I just remembered when I was a kid(Im on my 30’s now) we had this old “box style” television. As it got older, there were times that a white thing will appear on the screen. You can still watch the show but its annoying. Imagine watching your TV while having a white curtain in front of it. One day, I got extremely furious because I was watching Smackdown and slap the side of the TV. Then, it returned to normal. I kept doing the same solution I discovered every time the white thing appears on screen until one day it stopped functioning. 😂
In: Technology
There are a lot of mechanical parts inside a TV including a magnet-guided electron gun that is shooting a beam through a metal screen with holes to align with at very specific red, green, and blue glowing bits on the glass. There’s a lot of potential for things to get misaligned, it’s possible that slapping it realigns them.

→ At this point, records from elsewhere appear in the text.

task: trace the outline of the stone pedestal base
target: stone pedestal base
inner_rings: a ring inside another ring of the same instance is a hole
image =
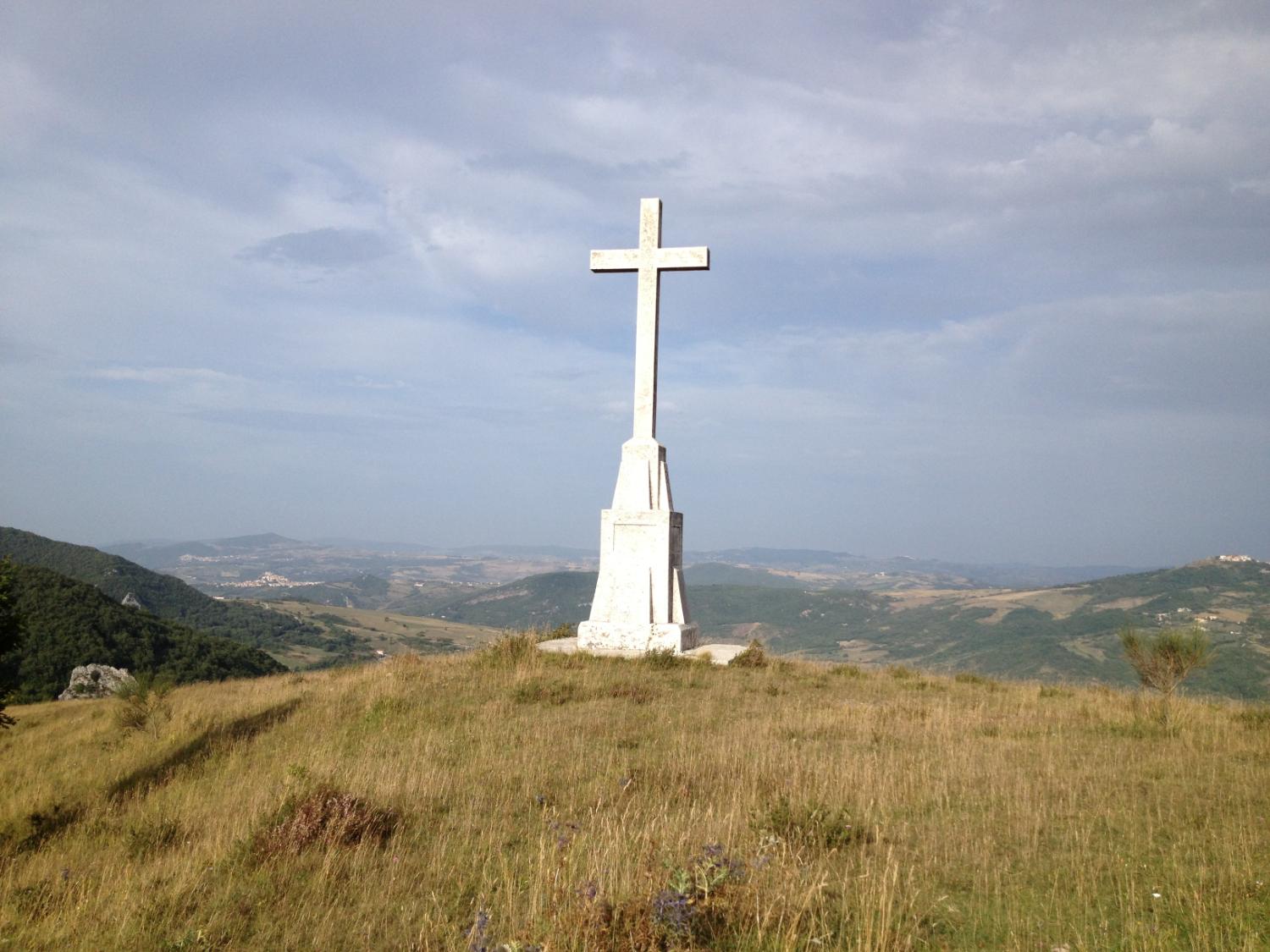
[[[578,626],[578,647],[583,651],[664,651],[676,654],[697,646],[696,625],[638,625],[621,622],[583,622]]]
[[[648,438],[622,446],[612,509],[599,518],[599,579],[588,651],[687,651],[697,645],[683,592],[683,515],[671,503],[665,449]]]

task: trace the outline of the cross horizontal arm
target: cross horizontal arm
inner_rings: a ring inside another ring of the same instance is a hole
[[[625,248],[616,251],[592,251],[591,270],[638,272],[643,260],[644,253],[638,248]]]
[[[710,270],[709,248],[662,248],[657,253],[658,270],[663,272],[707,272]]]

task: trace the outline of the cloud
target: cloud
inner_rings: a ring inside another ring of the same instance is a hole
[[[712,250],[663,282],[690,545],[1264,539],[1267,20],[10,4],[0,477],[85,541],[286,513],[234,528],[587,543],[635,292],[587,251],[660,195]]]
[[[335,270],[367,264],[392,251],[392,242],[377,231],[328,227],[276,235],[235,256],[244,261]]]

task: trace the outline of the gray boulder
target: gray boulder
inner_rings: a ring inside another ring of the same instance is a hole
[[[58,701],[91,701],[110,697],[123,684],[135,682],[127,668],[110,668],[108,664],[81,664],[71,671],[71,683]]]

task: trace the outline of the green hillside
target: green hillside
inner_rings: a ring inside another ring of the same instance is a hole
[[[255,647],[282,649],[292,644],[318,644],[324,638],[324,632],[314,625],[258,605],[217,600],[180,579],[89,546],[0,527],[0,557],[4,556],[93,585],[116,602],[132,593],[145,609],[160,618]]]
[[[50,569],[14,564],[9,575],[23,636],[0,656],[0,683],[11,685],[18,701],[57,697],[83,664],[152,671],[177,683],[286,670],[263,651],[127,608]]]
[[[594,572],[551,572],[398,611],[494,627],[587,617]],[[1199,625],[1217,646],[1198,691],[1270,697],[1270,565],[1205,560],[1081,585],[903,593],[688,585],[706,641],[761,638],[773,651],[860,664],[1134,683],[1119,632]]]

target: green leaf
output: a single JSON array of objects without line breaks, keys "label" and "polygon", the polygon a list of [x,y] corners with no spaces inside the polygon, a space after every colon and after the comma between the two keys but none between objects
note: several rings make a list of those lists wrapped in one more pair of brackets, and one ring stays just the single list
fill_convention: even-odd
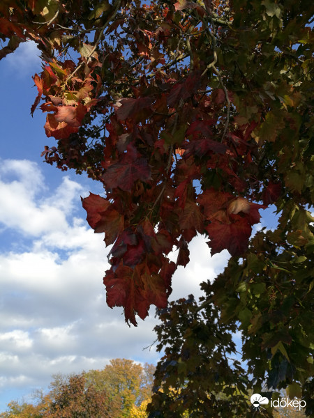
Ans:
[{"label": "green leaf", "polygon": [[289,356],[285,350],[285,347],[283,346],[282,341],[279,341],[276,346],[271,347],[271,354],[273,356],[275,355],[278,350],[279,350],[281,354],[284,355],[287,360],[290,362],[290,360],[289,359]]},{"label": "green leaf", "polygon": [[302,396],[302,389],[298,383],[294,382],[287,387],[287,394],[291,399],[301,398]]}]

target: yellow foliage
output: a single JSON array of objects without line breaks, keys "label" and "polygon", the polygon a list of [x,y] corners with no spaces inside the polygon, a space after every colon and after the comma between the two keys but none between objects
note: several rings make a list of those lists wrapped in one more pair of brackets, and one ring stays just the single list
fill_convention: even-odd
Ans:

Probably mechanical defects in the set. Most likely cold solder joints or a connector that had a bad connection over time. In rare cases, the old tube tv sockets got loose, and the “thwack” remade the electrical connection.
Older Sony tv circuit boards were famous for having cold solder joints from the factory. I used to reheat every solder joint, especially the larger connectors and components, and 80% of the time, that fixed the problem.
There are multiple possibilities depending on what exact was wrong with the TV, but the two most common are these:
Loose connections, sometimes as wires or connections came loose or degraded, slapping it was enough to Jostle them back into the right place and fix the connection.
Or things being seated incorrectly or aligned incorrectly. Old school TVs required all the components to be aligned so the correct pixels got activated. If anything wasn’t aligned correctly it would mess up the display because the wrong pixels would get activated. Smacking it could make things bounce back into their correct place.
If you go way back, TVs had tubes. Tubes were eventually replaced by transistors. Most of the tubes fit into a socket soldered into the main board of the TV. After a while the connectors in these sockets would tarnish, which could cause unpredictable behavior in the TV. A good jolt would reseat the tubes in the sockets and things would start working again.
It could be a loose solder connection but probably not. More than likely, it was a corroded connector. Metal/metal contact with electric current is subject to fretting corrosion. Fretting is where tiny current paths move around on a microscopic scale giving corrosion a chance to disconnect them. A lot of engineering time and materials go into connector design to combat fretting but they still occasionally fail. Your consumer TV probably did not use the most expensive, gold plated beryllium copper high force, connectors. A little vibration is all it takes to restore connection.
Old technician here:
One thing in particular causes this.
In old CRT tv sets there was a big heavy transformer that created high voltage. It would work at a quite high frequency. It’s this voltage that pulls beam of light put to the sides and up/down.
A TV image is drawn by a beam of light scrolling down over every line. Later on it was drawing every other line then doing it again to create the whole image.
A bit like we do it on modern screens too.
So this high voltage transformer would due to the high frequency sort of shake itself slightly loose.
You could at times hear the coils whine back then.
This could end up with connections in the coils getting loose and your image would either be a line or a dot at the center of the screen.
Giving it a good whack would jolt the connections in place making the image work.
A fix for this would be to take hair spray ( grandma’s big smelly cannister of hair spray) ans give it a good spray at the transformer. This would glue it in place for a while. Often years.